Shandong Ruyi Technology Group Co., Ltd
- Trade name: Shandong Ruyi Woolen Garment Group Co., Ltd.
- Native name: 山东如意科技集团
- Formerly: Shandong Jining Woolen Mill
- Traded as: SZSE: 002193
- Industry: Textiles and clothing
- Founded: 1972 in China
- Headquarters: Jining, China
- Key people: Yafu Qiu (chair)
- Brands: Aquascutum, Renown Inc.
- Parent: Jining Ruyi Investment Co., Ltd.
- Website: chinaruyi.com

= Shandong Ruyi =

Chinese clothing company

Shandong Ruyi Technology Group Co., Ltd is a Chinese textiles and clothing company. Founded in 1972 in Jining, China, it is a subsidiary of Jining Ruyi Investment Co., Ltd. As of 2017, Ruyi Group was the largest textile manufacturer in China. It owns or part-owns brands including Aquascutum, and Renown Inc. and has expressed ambitions to become the Chinese equivalent of LVMH.

==History==
===1972–2000===
The company was founded in 1972, and was formerly known as Shandong Jining Woolen Mill, and is based in Jining, China. It is a subsidiary of Jining Ruyi Investment Co., Ltd. Qiu Yafu became vice president in late 1992 of Shandong Ruyi Woolen Textiles Group Co Ltd, and president in late 1996; in late 1997 he became chairman and president, roles he held until 2002.

===2001–2016===
Shandong Ruyi was founded as is in 2001. Qiu Yafu was chairman and president of Shandong Ruyi Science & Technology Group from August 2002 until August 2008, when he became only chairman. He is also currently president of Shandong Ruyi Woolen Textiles Group Co Ltd. In 2010, it purchased a 41 percent stake in Renown Inc., a Japanese apparel maker, for $36.8 million, becoming its largest stakeholder.
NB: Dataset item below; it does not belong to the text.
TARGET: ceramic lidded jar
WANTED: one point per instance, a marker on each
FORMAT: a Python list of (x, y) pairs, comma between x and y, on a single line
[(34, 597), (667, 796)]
As of 2016, it also owned Hong Kong-based menswear group Trinity Ltd which was purchased for $283.88 million. In December 2016, Aquascutum, a British luxury clothing manufacturer, was due to be sold for $120m (£97m) to two buyers, one of which was Shandong Ruyi. It was sold to Shandong Ruyi for $117 million.

As of 2016, Shandong Ruyi owned the French company SMCP Group, the parent company of fashion brands Sandro Paris, Maje, and Claudie Pierlot. It purchased the majority stake in SMCP in 2016 for £1.15 billion after six months of negotiations. SMCP CEO Daniel Lalonde said that the investment would fund SMCP's growth overseas, particularly in Asia. SMCP was then taken public in 2017, with Shandong Ruyi maintaining its stake.

===2017–2020===
In November 2017, the company offered to buy a 54% controlling stake of menswear supplier Bagir for $16.5 million, due to complete on 31 August 2018. In February 2018, Shandong Ruyi acquired a majority stake in the Swiss luxury fashion brand Bally from its parent company JAB Holding Company for an undisclosed sum. The closing of the operation is still suspended, however, since more than one year. At the time, Yafu Qiu was chairman of Shandong Ruyi Group. As of February 2018, British billionaire Sir Philip Green was considering selling his Arcadia company to Shandong Ruyi. As of 2017, Ruyi Group was the largest textile manufacturer in China. As of 2018, it was also in the top 20 in terms of revenues for luxury fashion groups.

In 2019, it acquired Invista's Apparels & Advanced Textiles business for an undisclosed amount said to exceed $2 billion, adding products such as Lycra and Coolmax to its portfolio. The acquired business operates under the name of The Lycra Company. However, in 2022 ownership of The Lycra Company was transferred to an equity group that provided funds for its acquisition, after Shandong Ruyi defaulted on loan repayment terms.

In 2020 Ruyi struggled because of debt and the COVID-19 pandemic.

==Operations==
As of 2018, most of its business was concentrated in the clothing industrial chain, including supplying yarn, fabric, raw materials, dying, weaving, sewing and production. The company has operations in China, Japan, Australia, New Zealand, India, Pakistan, the United Kingdom, Germany, and Italy. In 2017, Shandong Ruyi Technology Group said it would renovate a former television factory in Arkansas into its first facility in North America, in a $410 million project. It was expected that Ruyi would absorb "almost all the cotton produced by Arkansas annually."